Microsoft Improves Efforts To Offer Equal Pay For Equal Work To Its Employees (windowscentral.com)
An anonymous reader writes: One day before National Equal Pay Day, Microsoft has provided a new update on its efforts to provide equal pay for equal work for all of its employees. Kathleen Hogan, Microsoft's Executive Vice-President for Human Resources, wrote in a blog post: "Today, for every $1 earned by men, our female employees in the U.S. earn 99.8 cents at the same job title and level. Racial and ethnic minorities in the U.S. combined earn $1.004 for every $1 earned by their Caucasian counterparts. Breaking it down even further, African American/black employees are at $1.003; Hispanic/Latino(a) employees are at 99.9 cents; and Asian employees are at $1.006 for every $1 earned by Caucasian employees at the same job title and level, respectively." Hogan said she is "encouraged by these results" and that Microsoft will continue to monitor the data and publicly disclose it as part of Microsoft's annual public diversity and inclusion information and data reporting. "Our announcement today is another step forward along the path of greater diversity and inclusion progress at Microsoft, and in society as a whole. Along with our industry peers, the mission of landing intentional, enduring and impactful diversity and inclusion initiatives is one will we continue to pursue vigilantly."

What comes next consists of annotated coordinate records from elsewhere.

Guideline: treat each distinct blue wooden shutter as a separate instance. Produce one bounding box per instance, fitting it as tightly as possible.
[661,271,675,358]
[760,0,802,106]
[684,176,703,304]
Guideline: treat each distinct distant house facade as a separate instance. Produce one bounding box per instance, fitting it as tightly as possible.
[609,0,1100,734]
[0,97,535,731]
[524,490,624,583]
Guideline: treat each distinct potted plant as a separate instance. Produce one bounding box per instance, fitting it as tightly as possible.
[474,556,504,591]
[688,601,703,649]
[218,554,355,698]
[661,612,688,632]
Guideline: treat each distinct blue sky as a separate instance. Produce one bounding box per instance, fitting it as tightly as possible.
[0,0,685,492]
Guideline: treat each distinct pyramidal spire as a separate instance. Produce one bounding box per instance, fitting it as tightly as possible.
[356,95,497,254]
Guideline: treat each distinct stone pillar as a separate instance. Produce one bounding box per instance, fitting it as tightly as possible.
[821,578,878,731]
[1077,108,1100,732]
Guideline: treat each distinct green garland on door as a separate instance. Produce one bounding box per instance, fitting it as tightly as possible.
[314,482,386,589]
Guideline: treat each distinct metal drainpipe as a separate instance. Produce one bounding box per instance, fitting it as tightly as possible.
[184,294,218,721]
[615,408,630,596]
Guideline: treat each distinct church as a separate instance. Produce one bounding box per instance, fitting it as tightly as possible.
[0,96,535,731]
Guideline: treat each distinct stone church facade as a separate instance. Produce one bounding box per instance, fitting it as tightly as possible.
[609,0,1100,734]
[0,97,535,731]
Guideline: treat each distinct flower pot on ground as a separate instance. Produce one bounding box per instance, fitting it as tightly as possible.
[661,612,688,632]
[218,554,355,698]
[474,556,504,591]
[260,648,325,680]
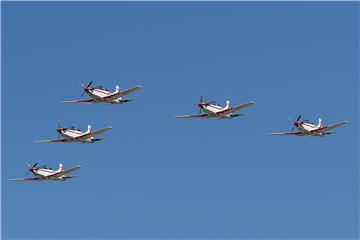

Two things /. users love! The pursuit of social equality and Microsoft!
"Old man yells at systemd"
Equality in pay for the same job and the same hours is already the law. In fact it has been repeatedly proven that women make more money in the same job as men when they work the same hours and have the same backgrounds.
Can we please stop perpetuating this bullshit about how everyone should be paid the same as everyone else, no matter what the job is. People need to pay attention to the source of this propaganda. Hint: The people pushing this crap down don't put their own money where their mouths are, and won't. They are ultra rich, and you are a peon.
-The wise argue that there are few absolutes, the fool argues that there are no probabilities.
How the hell did one of these equal pay stories get posted where they actually attributed for things like similar job and experience? If they keep this up the 77 cents on the dollar myth will be exposed for the lie that it is.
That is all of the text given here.